Depuis la première saison en 2001, les concurrents ont appris à gérer leur préparation, à affiner leurs stratégies, à utiliser des médias de plus en plus demandeurs. Mais pas forcément à accepter l’image que leur renvoie la télé. On voit s’écharper dans la presse ceux qui se prennent pour des victimes et ceux qui se défendent de les avoir arnaqués. Quand Jeff le Marseillais accuse Marc le manipulateur d’être « le pire exemple pour ses enfants », l’autre lui répond « Ta haine, comme une gangrène, est en train de pourrir ton âme ». Ambiance…

Ce combat de coqs trouve un écho dans les attaques des Koh-Lantais contre la production, qu’elles soient judiciaires et publiques. En vrac, Isabelle et Delphine, gagnantes ex aequo en 2003 ont refusé de partager le pactole (elles ont gagné); un groupe de candidats a exigé que leur participation soit considérée comme un travail de comédiens et donc assortie d’un salaire (ils ont gagné mais du coup Kevin, co-vainqueur de la saison 7 avec Jade, a dû rembourser le prix de la victoire: le gain était celui d’un joueur pas d’un salarié); Raphaël, le chasseur de requins de 2004, accumule les plaintes (dernière en date: la production aurait empoisonné l’eau pour faire gagner son candidat!); Ella Gbezan, candidate belge à Raja Ampat en 2011, a sorti un bouquin, La face cachée de mon Koh-Lanta, dans lequel elle dénonce la mise en scène élaborée par la production – et les coups de pouce donnés en douce aux naufragés quand la situation devient intenable. Jessica s’est indignée quand elle s’est vue nue à l’écran, filmée sous la douche alors qu’elle l’avait interdit – tandis que Marc, toujours lui, a carrément publié sur Internet le nom de celui qui allait se faire éliminer quand il a vu qu’on avait coupé au montage l’hommage qu’il rendait, lors d’une victoire individuelle, à son frère décédé.
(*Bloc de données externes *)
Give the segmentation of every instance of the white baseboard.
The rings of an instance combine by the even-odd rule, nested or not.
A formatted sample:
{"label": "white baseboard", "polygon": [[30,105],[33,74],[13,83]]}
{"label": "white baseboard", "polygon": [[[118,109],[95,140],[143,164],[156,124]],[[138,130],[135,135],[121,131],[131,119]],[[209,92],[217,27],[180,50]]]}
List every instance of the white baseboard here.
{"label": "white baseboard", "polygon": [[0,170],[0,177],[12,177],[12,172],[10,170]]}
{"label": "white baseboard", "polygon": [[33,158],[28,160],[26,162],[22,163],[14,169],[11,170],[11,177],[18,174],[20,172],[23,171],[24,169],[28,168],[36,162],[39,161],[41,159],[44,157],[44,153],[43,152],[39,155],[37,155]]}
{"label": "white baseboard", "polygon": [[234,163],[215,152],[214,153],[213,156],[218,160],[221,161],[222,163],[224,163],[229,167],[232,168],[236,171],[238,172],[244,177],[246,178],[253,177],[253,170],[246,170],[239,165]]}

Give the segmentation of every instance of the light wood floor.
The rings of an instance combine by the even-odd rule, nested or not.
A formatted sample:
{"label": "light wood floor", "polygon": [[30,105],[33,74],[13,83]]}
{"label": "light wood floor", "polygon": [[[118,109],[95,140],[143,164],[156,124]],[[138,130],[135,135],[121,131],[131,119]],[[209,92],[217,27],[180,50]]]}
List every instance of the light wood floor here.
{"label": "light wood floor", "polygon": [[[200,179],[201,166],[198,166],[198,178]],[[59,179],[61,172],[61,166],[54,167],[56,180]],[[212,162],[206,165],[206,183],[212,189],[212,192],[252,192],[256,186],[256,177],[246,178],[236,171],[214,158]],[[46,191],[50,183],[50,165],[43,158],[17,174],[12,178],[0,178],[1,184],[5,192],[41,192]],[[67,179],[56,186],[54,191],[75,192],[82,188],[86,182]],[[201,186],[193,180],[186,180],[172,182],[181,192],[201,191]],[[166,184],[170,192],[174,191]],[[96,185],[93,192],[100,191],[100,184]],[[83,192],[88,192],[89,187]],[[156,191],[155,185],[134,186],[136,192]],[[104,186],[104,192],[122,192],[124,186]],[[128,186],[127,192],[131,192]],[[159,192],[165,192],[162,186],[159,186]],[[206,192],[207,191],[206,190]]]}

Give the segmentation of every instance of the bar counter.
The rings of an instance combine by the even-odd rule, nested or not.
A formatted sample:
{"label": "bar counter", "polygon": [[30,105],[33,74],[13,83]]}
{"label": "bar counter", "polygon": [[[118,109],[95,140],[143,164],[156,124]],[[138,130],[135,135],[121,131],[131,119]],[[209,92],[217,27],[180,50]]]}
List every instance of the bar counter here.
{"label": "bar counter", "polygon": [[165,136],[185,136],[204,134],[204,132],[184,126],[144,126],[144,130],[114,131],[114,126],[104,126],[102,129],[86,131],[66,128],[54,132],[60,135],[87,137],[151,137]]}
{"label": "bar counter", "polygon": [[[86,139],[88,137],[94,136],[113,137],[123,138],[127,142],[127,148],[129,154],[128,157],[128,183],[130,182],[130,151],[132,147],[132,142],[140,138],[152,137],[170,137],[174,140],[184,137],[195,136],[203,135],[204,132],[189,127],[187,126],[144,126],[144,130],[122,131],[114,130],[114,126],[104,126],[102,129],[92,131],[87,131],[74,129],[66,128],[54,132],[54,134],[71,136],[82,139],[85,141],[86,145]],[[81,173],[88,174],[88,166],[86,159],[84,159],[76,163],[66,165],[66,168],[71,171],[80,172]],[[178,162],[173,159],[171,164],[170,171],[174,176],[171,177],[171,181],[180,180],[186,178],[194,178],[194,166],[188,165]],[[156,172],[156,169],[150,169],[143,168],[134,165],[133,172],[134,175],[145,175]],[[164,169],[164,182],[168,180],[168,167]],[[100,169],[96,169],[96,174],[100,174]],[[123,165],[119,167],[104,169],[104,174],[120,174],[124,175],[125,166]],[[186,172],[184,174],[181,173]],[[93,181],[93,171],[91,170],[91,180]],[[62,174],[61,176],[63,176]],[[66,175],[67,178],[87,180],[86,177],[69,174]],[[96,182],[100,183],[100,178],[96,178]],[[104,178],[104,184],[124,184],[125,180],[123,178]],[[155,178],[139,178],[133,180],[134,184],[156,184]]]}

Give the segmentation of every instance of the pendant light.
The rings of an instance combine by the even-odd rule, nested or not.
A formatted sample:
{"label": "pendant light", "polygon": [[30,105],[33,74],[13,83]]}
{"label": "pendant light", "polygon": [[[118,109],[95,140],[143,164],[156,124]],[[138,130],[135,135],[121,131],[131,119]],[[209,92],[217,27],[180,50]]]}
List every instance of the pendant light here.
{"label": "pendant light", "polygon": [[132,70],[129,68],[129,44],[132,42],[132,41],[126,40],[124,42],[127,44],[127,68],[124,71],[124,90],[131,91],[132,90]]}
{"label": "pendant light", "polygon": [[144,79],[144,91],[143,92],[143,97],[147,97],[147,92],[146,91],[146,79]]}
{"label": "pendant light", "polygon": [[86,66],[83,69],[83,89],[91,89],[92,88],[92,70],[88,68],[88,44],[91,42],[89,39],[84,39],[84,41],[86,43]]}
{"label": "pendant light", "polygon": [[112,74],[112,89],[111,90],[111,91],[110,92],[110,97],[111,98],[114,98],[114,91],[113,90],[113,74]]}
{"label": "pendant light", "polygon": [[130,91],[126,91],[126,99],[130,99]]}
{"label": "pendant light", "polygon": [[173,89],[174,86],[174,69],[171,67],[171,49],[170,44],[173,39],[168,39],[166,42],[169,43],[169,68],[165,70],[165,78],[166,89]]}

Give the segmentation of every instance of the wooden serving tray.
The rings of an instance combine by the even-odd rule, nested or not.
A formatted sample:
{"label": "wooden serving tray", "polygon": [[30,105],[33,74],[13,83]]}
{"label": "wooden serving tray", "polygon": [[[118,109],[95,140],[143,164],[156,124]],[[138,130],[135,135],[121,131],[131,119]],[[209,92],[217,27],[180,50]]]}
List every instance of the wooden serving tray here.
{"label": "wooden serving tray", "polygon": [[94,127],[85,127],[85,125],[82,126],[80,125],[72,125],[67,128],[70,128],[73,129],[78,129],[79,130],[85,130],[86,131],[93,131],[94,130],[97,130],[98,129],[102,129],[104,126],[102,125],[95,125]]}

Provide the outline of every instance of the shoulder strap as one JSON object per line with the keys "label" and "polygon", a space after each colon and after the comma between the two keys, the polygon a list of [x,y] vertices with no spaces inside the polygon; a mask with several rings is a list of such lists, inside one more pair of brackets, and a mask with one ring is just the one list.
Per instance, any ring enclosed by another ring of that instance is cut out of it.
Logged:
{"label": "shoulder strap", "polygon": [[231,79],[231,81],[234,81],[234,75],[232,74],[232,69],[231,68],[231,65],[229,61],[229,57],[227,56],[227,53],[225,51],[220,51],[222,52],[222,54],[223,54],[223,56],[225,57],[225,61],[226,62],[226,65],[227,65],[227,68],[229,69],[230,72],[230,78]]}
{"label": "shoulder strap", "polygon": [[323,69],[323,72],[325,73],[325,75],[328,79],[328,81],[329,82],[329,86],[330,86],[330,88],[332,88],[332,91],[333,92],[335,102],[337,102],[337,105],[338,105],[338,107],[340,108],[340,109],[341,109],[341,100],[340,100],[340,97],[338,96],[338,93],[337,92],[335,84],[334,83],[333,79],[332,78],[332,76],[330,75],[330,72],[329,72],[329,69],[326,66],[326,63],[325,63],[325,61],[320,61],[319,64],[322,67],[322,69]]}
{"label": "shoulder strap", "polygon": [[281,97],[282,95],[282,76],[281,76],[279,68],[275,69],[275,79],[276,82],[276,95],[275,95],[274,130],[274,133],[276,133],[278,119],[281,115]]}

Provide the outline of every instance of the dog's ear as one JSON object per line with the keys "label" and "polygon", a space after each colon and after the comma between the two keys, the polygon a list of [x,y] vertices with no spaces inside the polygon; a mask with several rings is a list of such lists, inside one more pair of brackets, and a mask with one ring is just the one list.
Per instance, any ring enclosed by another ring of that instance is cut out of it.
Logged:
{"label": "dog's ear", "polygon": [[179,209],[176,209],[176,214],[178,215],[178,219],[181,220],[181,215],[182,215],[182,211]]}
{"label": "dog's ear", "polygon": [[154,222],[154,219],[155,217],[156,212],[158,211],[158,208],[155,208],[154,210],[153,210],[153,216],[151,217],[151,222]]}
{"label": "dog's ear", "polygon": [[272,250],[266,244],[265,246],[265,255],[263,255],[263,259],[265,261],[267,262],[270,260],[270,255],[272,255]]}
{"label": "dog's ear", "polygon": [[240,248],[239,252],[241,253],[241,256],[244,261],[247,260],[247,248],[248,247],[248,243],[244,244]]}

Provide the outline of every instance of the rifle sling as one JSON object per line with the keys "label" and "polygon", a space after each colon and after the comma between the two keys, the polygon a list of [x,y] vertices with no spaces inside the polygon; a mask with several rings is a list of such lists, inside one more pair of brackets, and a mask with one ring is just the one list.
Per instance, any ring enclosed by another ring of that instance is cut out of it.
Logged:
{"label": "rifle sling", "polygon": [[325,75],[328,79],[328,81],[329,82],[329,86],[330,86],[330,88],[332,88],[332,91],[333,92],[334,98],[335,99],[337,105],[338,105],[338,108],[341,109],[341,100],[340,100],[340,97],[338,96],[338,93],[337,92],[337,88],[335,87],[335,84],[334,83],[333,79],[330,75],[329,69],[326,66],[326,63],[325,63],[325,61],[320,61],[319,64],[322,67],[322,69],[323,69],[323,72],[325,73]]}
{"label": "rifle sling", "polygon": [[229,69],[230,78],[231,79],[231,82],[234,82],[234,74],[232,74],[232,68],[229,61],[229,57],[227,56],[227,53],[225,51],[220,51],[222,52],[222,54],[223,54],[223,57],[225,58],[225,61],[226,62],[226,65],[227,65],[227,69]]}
Mais ce soir on oublie tout. Après les épreuves finales (orientation et poteaux), on va retrouver en studio tous les candidats qui ont atteint la réunification, pomponnés et maquillés comme des voitures volées – généralement beaucoup moins séduisants que sur l’île, quand ils étaient crasseux, amaigris et échevelés. Des vacheries vont fuser, sûrement, mais Denis Brogniart et TF1 feront l’impossible pour qu’une concorde apparente plane sur les ex-tribus Lankawaï et Tinggi jusqu’à la désignation du vainqueur. Et cela n’empêchera pas des milliers de candidats de s’inscrire à la prochaine édition, en croisant les doigts, comme l’a fait en 2001 le gagnant du tout premier Koh-Lanta, Gilles Nicolet: « Moi, je ne voulais pas changer ma vie, juste réaliser un rêve de gosse et être Robinson Crusoé ».